Drake hosts a fashion show, attended by Elizabeth who is
captivated by a controversial model Tristan Duffy (Finn Wittrock). Drake
berates him in the dressing room and Duffy mutilates his own face, effectively
ending his modeling career. Scarlett and Lachlan sneak off during the show. He
shows her several glass coffins where Elizabeth’s captive children are sleeping
in the empty pool. Scarlett recognizes Holden and, later that night, watches old
family videos. Back at the hotel, Tristan breaks into Elizabeth’s penthouse and
begins looting for cocaine before being caught by Donovan, but is allowed to
leave at Elizabeth’s insistence. The power goes out while Tristan’s in the
elevator, and after forcing the doors open, he discovers an abandoned floor.
While exploring, Tristan meets James March (Evan Peters), who allows Tristan to
take the coke he finds. However, James insists Tristan will find more rush from
killing a prostitute he brings into the room. When Tristan refuses, James
shoots her himself. In a rush back to the elevator, he is accosted by Elizabeth.
Scarlett, after several dreams of her brother, returns to
the coffins and finds them empty. She finds the game room and her brother.
Holden identifies her and does not respond when she shows him pictures of the
family, and he insists he is home. Scarlett attempts to take a picture and is
scared off when he attempts to bite her. She’s further frightened by Hypodermic
Sally and rushes home to find out the police have been looking for her. She
reveals she snuck out to find Holden and is enraged when her parents don’t
believe her.
Back in the hotel, Tristan is basking in the effects of “the
virus” which has healed his face wound and stopped his aging (though Elizabeth
notes “you’re only immortal if you’re smart”). In the midst of their trysts
Elizabeth informs him that they have no fangs (“we don’t bite, we cut”) and to
avoid drinking from the sick and weak and to never drink from the dead. She warns
him not to get caught or fall in love with anyone but her. She reveals she was
born in 1904 and misses the 1970s and her long dead friends. Donovan appears
and Elizabeth speaks with him privately, warning him Duffy was not that
different from him when she turned him and breaks up with him to teach him a
lesson in heartbreak.
Lowe confronts Iris about Scarlett’s escapades in the hotel
and Holden’s presence. Iris reveals James March built the hotel in 1925 to be
used for his obsession with murder, building the hotel to suit his needs with
secret passages, body chutes, and sound proof rooms (it’s hinted Elizabeth was
his wife –– also, here we have Ryan Murphy referencing H.H. Holmes but
pretending like he isn’t). After a gruesome spree, March was caught and when
the police arrived to arrest him, he and his faithful maid killed themselves.
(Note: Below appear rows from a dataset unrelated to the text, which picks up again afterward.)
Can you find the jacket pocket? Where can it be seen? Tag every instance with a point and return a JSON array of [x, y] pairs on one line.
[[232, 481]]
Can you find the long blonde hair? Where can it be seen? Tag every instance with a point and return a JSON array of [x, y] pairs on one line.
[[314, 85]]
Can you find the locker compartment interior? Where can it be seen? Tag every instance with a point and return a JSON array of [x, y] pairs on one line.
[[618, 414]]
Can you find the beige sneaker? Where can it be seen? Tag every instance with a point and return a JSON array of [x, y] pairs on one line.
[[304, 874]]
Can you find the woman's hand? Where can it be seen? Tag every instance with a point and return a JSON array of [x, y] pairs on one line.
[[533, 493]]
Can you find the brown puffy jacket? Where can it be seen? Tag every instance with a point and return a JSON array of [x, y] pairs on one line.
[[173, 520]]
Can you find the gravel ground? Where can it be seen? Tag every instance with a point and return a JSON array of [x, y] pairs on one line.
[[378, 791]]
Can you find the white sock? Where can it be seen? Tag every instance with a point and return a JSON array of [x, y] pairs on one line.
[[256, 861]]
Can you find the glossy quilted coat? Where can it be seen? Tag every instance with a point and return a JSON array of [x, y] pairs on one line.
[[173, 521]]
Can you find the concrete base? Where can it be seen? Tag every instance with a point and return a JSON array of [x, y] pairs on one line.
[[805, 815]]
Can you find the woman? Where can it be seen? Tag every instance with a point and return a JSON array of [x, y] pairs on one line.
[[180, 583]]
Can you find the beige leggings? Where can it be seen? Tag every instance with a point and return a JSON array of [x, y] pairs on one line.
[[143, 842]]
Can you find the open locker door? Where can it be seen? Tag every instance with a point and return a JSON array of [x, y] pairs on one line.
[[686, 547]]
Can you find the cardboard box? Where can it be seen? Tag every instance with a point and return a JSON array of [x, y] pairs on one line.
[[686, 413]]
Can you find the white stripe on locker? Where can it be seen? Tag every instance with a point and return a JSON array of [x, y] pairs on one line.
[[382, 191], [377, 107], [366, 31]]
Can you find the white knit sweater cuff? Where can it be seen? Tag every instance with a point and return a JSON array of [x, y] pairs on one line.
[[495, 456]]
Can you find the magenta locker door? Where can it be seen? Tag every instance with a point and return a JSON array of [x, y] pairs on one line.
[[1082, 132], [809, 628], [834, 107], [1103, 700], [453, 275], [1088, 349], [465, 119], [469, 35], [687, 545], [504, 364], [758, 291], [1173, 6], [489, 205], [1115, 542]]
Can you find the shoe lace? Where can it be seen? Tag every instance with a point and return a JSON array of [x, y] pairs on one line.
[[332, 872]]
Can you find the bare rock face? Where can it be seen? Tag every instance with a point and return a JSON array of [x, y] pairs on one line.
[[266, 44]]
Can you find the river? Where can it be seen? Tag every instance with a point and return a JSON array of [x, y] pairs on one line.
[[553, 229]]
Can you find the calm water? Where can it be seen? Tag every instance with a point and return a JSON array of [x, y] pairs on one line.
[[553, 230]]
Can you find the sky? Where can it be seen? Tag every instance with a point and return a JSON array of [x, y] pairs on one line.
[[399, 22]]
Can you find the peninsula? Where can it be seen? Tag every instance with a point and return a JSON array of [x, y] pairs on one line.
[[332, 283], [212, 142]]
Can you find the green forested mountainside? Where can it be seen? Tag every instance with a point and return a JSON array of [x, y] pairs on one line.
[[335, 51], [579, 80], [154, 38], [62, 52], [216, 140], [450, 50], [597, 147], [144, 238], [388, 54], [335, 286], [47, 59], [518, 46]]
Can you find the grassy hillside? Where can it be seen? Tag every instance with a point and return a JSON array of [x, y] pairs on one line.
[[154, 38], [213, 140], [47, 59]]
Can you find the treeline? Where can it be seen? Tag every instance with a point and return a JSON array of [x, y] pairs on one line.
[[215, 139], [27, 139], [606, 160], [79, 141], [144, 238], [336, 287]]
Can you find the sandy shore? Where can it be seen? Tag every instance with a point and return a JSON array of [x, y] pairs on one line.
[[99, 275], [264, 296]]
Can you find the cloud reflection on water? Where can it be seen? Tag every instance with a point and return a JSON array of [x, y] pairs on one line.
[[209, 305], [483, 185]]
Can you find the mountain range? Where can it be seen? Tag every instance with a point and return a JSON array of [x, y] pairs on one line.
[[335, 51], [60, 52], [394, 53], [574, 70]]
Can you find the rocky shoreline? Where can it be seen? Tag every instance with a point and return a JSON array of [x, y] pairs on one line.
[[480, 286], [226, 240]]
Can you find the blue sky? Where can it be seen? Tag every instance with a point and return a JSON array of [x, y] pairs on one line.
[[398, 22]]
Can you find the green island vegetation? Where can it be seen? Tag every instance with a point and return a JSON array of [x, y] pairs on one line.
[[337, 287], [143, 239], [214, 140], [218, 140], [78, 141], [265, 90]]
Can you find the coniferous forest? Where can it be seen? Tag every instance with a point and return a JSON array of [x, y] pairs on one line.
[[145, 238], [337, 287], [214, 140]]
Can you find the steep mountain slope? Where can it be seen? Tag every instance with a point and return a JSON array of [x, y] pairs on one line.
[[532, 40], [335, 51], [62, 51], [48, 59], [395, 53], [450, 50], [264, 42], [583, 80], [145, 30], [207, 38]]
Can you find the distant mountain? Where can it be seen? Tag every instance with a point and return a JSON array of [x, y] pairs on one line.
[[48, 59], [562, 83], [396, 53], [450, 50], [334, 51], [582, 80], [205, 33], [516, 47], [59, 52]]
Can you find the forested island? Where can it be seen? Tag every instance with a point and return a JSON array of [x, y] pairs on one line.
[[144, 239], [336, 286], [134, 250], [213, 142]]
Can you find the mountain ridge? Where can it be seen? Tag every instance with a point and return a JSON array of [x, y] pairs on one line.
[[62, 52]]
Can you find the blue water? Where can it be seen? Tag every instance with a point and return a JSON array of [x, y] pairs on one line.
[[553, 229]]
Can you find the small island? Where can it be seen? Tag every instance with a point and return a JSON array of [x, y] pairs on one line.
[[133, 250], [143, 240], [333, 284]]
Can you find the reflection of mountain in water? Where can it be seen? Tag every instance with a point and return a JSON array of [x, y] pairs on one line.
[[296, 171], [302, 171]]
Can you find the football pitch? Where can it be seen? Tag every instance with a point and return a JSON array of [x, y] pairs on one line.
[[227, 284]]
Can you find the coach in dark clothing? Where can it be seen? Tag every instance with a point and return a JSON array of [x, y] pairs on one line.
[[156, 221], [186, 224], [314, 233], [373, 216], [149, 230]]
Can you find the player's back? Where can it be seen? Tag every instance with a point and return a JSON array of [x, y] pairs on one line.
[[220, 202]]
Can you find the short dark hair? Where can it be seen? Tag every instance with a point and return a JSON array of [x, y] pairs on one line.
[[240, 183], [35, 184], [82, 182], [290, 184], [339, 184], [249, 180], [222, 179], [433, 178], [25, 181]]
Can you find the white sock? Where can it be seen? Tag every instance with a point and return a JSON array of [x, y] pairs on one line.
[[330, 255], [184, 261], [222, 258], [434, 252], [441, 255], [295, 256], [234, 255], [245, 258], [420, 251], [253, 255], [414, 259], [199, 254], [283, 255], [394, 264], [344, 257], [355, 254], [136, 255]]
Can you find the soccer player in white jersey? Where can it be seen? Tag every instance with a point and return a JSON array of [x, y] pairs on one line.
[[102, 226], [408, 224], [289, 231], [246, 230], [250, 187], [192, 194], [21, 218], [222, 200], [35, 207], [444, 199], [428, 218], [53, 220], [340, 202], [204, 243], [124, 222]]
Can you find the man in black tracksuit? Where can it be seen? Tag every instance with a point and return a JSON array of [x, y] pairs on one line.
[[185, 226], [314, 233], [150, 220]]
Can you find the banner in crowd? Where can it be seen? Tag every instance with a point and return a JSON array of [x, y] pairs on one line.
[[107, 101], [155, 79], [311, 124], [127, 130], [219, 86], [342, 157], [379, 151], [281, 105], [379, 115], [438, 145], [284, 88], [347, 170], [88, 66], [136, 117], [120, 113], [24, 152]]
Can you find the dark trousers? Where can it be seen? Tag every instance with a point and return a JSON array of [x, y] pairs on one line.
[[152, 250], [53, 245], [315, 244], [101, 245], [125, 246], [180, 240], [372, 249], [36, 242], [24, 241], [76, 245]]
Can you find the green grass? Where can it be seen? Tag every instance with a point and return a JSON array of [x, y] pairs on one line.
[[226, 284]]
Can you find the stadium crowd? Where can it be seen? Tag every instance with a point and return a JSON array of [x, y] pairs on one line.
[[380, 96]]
Lowe doesn’t believe her but Iris reveals he’s sleeping in March’s old room. At
the LAPD, Lowe investigates Iris’s claims and realizes there is a pattern to
the killings he’s been investigating, all of which revolve around the 10
Commandments and postulates someone is picking up on March’s work. Back at the
hotel, Duffy meets up with a Grindr hook-up as his first “feast.”